Removing duplicate records from a table is a common task in database management. One efficient and readable way to achieve this is by using Common Table Expressions (CTEs) in T-SQL. This article demonstrates how to use a CTE to identify and delete duplicate rows from a table.
Step 1: Create the Table
First, let’s create a table called Employee and populate it with some data, including duplicate rows:
CREATE TABLE Employee (name NVARCHAR(100), age INT, salary INT); INSERT INTO Employee VALUES ('Mark', 42, 120000), ('Susan', 29, 125000), ('Mark', 42, 120000);
At this point, if you query the table using:
SELECT * FROM Employee;
You’ll see that the table contains duplicate rows:
name | age | salary |
---|---|---|
Mark | 42 | 120000 |
Susan | 29 | 125000 |
Mark | 42 | 120000 |
Step 2: Use a CTE to Identify Duplicate Rows
We can use a CTE to assign a unique row number to each record. By partitioning the data based on name, age, and salary, and ordering by the same columns, we can easily identify duplicates. Here’s the query:
WITH CTE_Employee(name, age, salary, rownumber) AS ( SELECT name, age, salary, ROW_NUMBER() OVER ( PARTITION BY name, age, salary ORDER BY name, age, salary ) AS rownumber FROM Employee )
In this CTE:
- PARTITION BY groups rows with the same name, age, and salary.
- ROW_NUMBER() assigns a unique number to each row within a partition.
For duplicate records, all rows except the first one will have a rownumber greater than 1.
Step 3: Delete Duplicate Rows
Once the duplicates are identified, we can delete them by keeping only rows where rownumber is equal to 1:
DELETE FROM CTE_Employee WHERE rownumber <> 1;
This query removes all duplicate rows while retaining one instance of each unique record.
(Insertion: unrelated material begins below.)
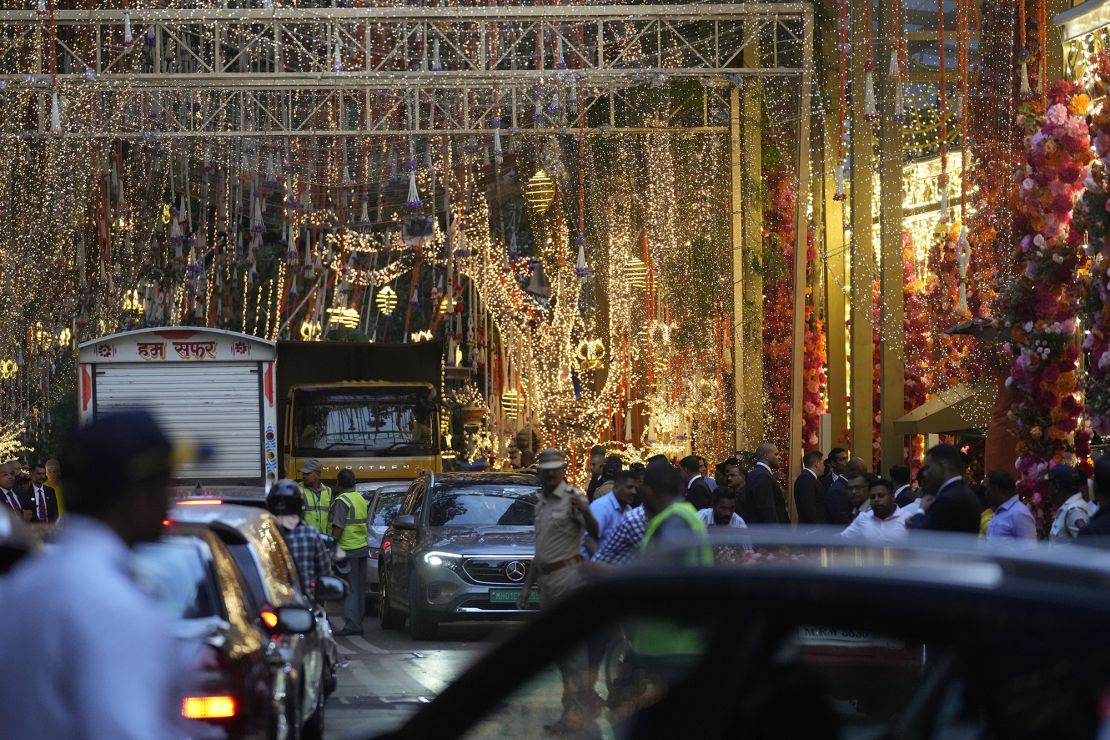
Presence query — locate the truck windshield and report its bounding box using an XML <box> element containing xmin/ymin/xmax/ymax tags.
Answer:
<box><xmin>293</xmin><ymin>387</ymin><xmax>436</xmax><ymax>457</ymax></box>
Step 4: Verify the Results
After running the deletion query, you can verify that the duplicates have been removed by querying the table again:
SELECT * FROM Employee;
You should now see only unique records in the Employee table.
Using CTEs to manage duplicate records in T-SQL is both powerful and readable. The ROW_NUMBER() function, combined with PARTITION BY, makes it easy to identify and handle duplicate rows efficiently. Try applying this approach to your datasets to simplify data cleansing tasks.